Monitoring engine stops working and graphs not populating

This support forum board is for support questions relating to Nagios XI, our flagship commercial network monitoring solution.
nms
Posts: 222
Joined: Wed Sep 28, 2016 9:35 am

Monitoring engine stops working and graphs not populating

Post by nms »

Hi guys,

We are trying to migrate from centos 6 to centos 7 using same version of nagios 5.7.3

With reference to https://support.nagios.com/forum/viewto ... 16&t=62421, we installed a new VM with centos 7 and nagios 5.7.3
Additionally, we did a backup and restore from the centos 6 with the same nagios version, but after the restore it seems that monitoring engine stops working from time to time which leads to graphs not populating. As per topic pasted above, we did NOT execute the restore_repair.sh script.

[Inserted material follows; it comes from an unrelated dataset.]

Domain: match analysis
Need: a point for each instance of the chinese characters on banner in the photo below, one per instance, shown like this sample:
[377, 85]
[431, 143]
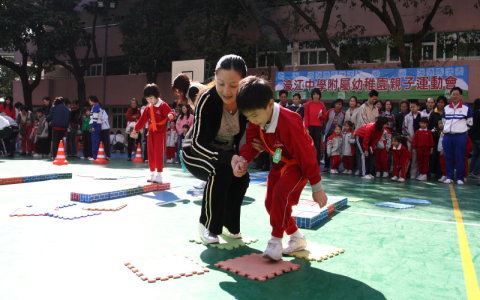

Can you kindly guide us on what we need to check in order to solve the issue?

Please also find attached the profile.



Best regards,
nms
You do not have the required permissions to view the files attached to this post.
User avatar
vtrac
Posts: 903
Joined: Tue Oct 27, 2020 1:35 pm

Re: Monitoring engine stops working and graphs not populatin

Post by vtrac »

Hi nms,
Hope you are having a great day!! ... :-)

I looked at the "profile.zip" and noticed a few things.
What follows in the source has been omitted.